Generally, when a bulldozer blade is raised or lowered with the bulldozer blade tilt-operated, i.e., with either one of the right and left ends of the bulldozer blade tilted downward, this causes one of the blade lift cylinders to quickly arrive at its stroke end, as a result of which an extensive force is exerted upon only the other blade lift cylinder. This sometimes brings about an undesirable situation in which there occurs an extensive torsional stress in a structural member (e.g., a radiator guard) for supporting the blade lift cylinder in question or in the vehicle body frame. For this reason, structural members for supporting blade lift cylinders have been made solid enough to withstand an extensive torsional stress.
In order to address with the above-described problem, there has been reported some techniques. For example, Japanese Utility Model Publication (KOKAI) Gazette No. 4-37650 (1992) discloses a system, wherein the difference between stroke values of the right and left tilt cylinders is used to detect a blade lateral tilt angle. When the blade lateral tilt angle exceeds an allowed value, the tilt limit valve is actuated for the avoidance of interference between the bulldozer blade and the vehicle body. Japanese Patent Publication (KOKAI) Gazette No. 63-63830 (1988) shows a system as another related technique. In accordance with this system, when the bulldozer blade in a tilt state is in the vicinity of the limit of ascent/descent thereof, it is arranged such that the flow rate of pressure oil, which is pressure-supplied to the lift cylinders for raising and lowering the bulldozer blade, is gradually diminished for the avoidance of impact due to the lift cylinders arriving at their stroke ends.

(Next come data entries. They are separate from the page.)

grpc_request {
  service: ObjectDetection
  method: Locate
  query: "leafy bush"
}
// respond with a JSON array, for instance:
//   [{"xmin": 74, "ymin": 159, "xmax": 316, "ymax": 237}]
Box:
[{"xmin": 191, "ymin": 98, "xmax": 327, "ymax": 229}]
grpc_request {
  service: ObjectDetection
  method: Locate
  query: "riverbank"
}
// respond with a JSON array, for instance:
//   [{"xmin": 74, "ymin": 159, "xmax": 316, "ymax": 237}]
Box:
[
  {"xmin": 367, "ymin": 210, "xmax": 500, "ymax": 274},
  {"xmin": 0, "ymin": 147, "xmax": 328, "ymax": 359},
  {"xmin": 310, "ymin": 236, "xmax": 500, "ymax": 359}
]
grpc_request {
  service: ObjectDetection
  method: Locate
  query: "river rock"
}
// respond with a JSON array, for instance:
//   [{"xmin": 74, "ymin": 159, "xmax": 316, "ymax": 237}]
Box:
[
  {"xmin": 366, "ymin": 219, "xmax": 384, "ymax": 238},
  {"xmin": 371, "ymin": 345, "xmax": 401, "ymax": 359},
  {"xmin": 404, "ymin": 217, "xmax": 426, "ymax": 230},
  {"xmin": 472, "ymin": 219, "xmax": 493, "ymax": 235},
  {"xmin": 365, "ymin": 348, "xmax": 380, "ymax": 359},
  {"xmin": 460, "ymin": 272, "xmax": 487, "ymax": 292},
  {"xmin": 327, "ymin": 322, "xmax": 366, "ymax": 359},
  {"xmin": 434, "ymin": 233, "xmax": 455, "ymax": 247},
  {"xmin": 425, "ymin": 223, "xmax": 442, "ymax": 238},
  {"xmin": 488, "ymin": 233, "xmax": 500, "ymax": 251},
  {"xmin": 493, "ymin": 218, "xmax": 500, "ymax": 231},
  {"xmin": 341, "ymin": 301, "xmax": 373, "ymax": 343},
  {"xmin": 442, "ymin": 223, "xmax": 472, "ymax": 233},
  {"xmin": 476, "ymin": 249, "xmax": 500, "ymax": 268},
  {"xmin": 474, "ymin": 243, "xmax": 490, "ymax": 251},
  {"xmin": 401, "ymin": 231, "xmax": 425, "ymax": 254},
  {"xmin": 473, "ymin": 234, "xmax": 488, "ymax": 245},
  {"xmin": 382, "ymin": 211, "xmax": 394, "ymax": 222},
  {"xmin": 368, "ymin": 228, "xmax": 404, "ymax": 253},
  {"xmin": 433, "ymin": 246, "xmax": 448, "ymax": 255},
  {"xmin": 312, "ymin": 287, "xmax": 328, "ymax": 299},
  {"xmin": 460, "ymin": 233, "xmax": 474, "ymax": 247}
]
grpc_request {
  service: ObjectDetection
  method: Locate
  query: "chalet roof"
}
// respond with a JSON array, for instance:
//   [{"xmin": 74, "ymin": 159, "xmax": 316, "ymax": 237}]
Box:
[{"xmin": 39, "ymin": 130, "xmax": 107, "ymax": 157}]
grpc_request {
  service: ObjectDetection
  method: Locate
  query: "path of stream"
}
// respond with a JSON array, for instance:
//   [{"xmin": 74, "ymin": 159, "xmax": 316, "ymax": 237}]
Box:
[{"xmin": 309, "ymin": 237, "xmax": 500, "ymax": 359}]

However, the above-described method, in which structural members for supporting the blade lift cylinders are reinforced in structural strength, is problematic in that the bulldozer body becomes heavier in weight and in addition, manufacturing costs increase.
One of the above-described publications is intended for the prevention of interference between the bulldozer blade and the vehicle body at tilt operation time, whereas the other publication is intended for the relaxation of impact that occurs when the lift cylinders reach their stroke ends. Consequently, these techniques fail to provide any effective solution essential to a reduction in torsional force occurring in the body frame when the bulldozer blade is operated to ascend or descend while being tiltoperated.
In consideration of the above-described drawbacks with the prior art techniques, the present invention was made. Accordingly, an object of the present invention is to provide an improved hydraulic system for use in a bulldozer capable of preventing the occurrence of exertion of an extensive torsional force upon the vehicle body frame due to the operation of the blade lift cylinders.